Дольше других упрямился Саша: ему казалось оскорбительным, каким-то унижением человеческого достоинства двигаться, как говорил Петрович, «на всех четырех». Но время укротило и его: орудуя шкотами, Саша вынужден был становиться на колени, иначе не удержаться на палубе. Он с горечью думал о том, как запоздали благодатные восточные ветры… В декабре они спасли бы команду от страданий и голодной смерти… А теперь? Поможет ли им этот ветер теперь, когда и в шесть рук им не совладать со штурвалом?

Десятого февраля на северо-западе показалась заснеженная сопка пустынного острова. До наступления темноты остров был виден с палубы «Ж-257», но ветер погнал катер на юго-запад, и люди без особого сожаления про-водили взглядом скрывшуюся в океане хребтовину.
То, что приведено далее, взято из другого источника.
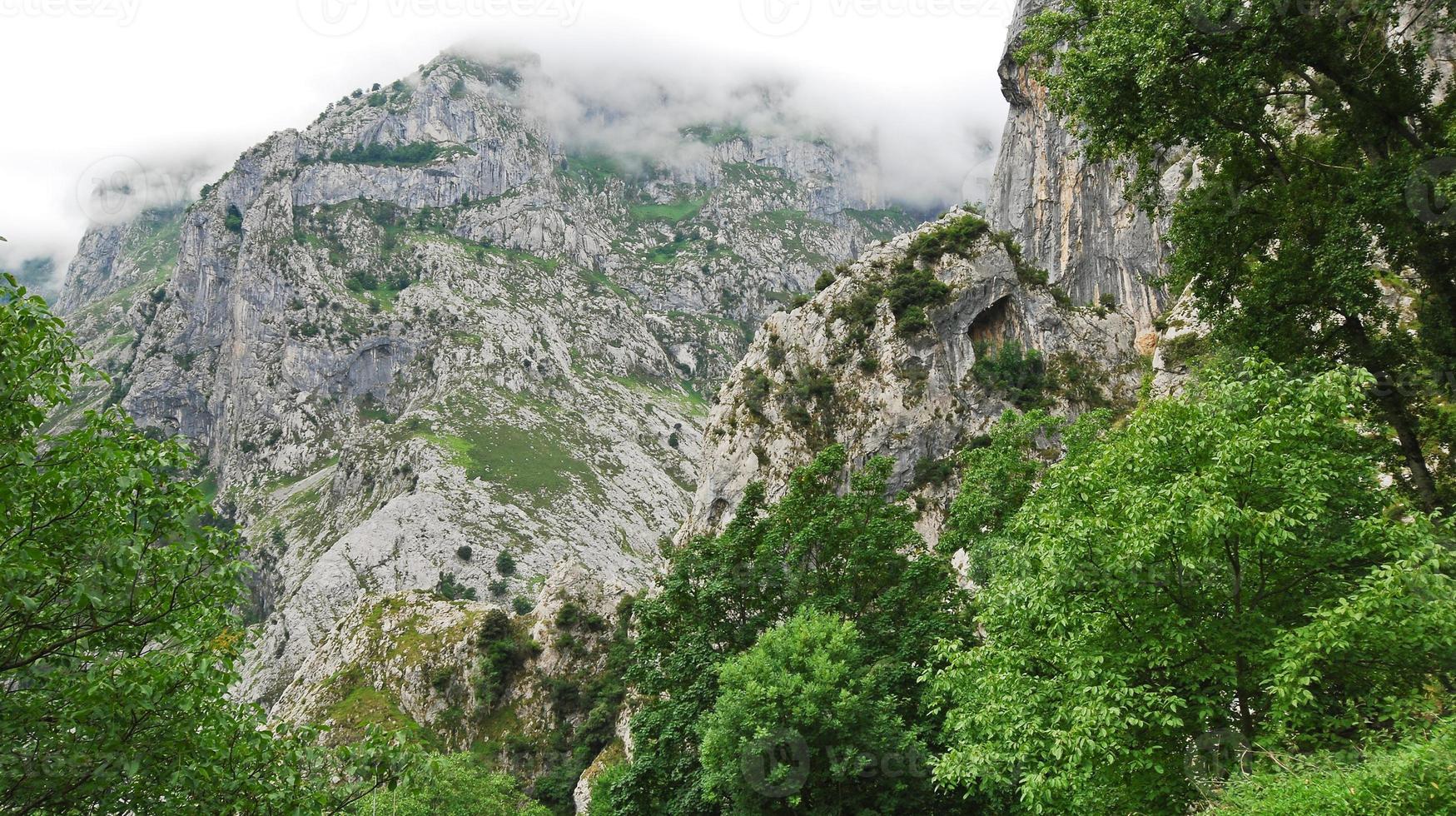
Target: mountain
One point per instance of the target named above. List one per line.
(1050, 299)
(425, 343)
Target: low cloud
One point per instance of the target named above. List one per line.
(933, 149)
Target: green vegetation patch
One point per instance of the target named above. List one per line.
(410, 155)
(676, 211)
(524, 458)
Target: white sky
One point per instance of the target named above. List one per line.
(172, 82)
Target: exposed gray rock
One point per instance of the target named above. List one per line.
(534, 390)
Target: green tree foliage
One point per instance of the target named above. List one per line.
(389, 155)
(117, 634)
(849, 555)
(1417, 775)
(450, 589)
(458, 784)
(504, 652)
(804, 688)
(1014, 373)
(1325, 167)
(1220, 565)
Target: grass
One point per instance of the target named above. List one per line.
(1417, 775)
(534, 462)
(152, 245)
(713, 133)
(603, 280)
(676, 211)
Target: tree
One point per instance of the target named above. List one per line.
(117, 625)
(1219, 570)
(804, 723)
(996, 480)
(453, 786)
(847, 554)
(1324, 152)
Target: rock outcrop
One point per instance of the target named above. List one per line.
(1067, 267)
(423, 343)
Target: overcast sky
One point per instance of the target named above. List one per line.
(93, 83)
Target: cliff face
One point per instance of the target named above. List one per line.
(1066, 267)
(421, 334)
(1069, 213)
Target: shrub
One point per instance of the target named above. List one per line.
(1018, 375)
(388, 155)
(756, 391)
(505, 563)
(450, 589)
(954, 238)
(933, 471)
(504, 652)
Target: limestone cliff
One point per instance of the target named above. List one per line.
(424, 343)
(1065, 266)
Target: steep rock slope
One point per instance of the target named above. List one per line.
(1063, 266)
(423, 332)
(858, 367)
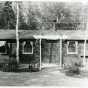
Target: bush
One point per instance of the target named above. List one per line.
(73, 65)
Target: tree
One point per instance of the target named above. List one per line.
(8, 18)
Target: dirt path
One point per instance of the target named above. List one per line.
(46, 77)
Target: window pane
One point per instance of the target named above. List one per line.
(27, 47)
(72, 46)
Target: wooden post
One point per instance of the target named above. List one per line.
(17, 35)
(60, 52)
(40, 54)
(84, 57)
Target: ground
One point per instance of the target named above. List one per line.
(50, 76)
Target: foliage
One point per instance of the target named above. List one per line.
(8, 18)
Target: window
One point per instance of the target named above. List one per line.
(27, 47)
(72, 47)
(3, 49)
Старпом и Саша прикидывали скорость хода и продолжали делать прокладку. Бросали за борт щепку и подсчитывали, за сколько секунд она проплывет четырнадцатиметровое расстояние от форштевня до кормы. Саша уверял, что катер дрейфует северо-восточнее Командорских островов, по вычислениям же Петровича выходило, что им давно пора было достичь мыса Лопатки - южной оконечности Камчатки - или одного из северных островов Курильской гряды. А вокруг был все тот же пустынный океан, без чаек и глупышей, даже без плавающих льдин, метели со снежными зарядами и нескончаемые ветры северо-восточной и восточной четвертей.

Вахты стали короче воробьиного носа. Надо было только подняться в рубку, проверить, заклинен ли по-прежнему штурвал, так, чтобы руль стоял в прямом положении. С палубы осмотреть горизонт, не видать ли судов или земли. Только на перестановку паруса отправлялись втроем. Но парус случалось переводить не часто.

Тускло светила лампочка на компасе, а пятнадцатого февраля и этот свет погас - сел последний машинный аккумулятор. Когда это случилось, стояла темная ночь. Вахтенный, выползший на палубу, вынужден был на ощупь проверить положение штурвала. Только справа едва белел циферблат компаса.

Дважды катер обледеневал. Люди карабкались на палубу, лежа скалывали хрупкую наледь и собирали ее в ведро. В снегопады сгребали ложками снег, тут же запихивали в кровоточащий, ноющий от стужи рот, складывали в кастрюли.

Воронкова поили щедро, чтобы хоть чем-нибудь скрасить его последние дни. Он видел заботу товарищей и принимал ее с мучительной, стыдливой улыбкой.

- Зря льете! - приговаривал он.- У меня донышко вывалилось, только воду расходуете.

Среди ночи у кока часто начинался бред.. Он звал радиста, ругал его «сукиным сыном», требовал связи с Большой землей. После бреда лежал притихший, всклокоченный, с отрешенным взглядом.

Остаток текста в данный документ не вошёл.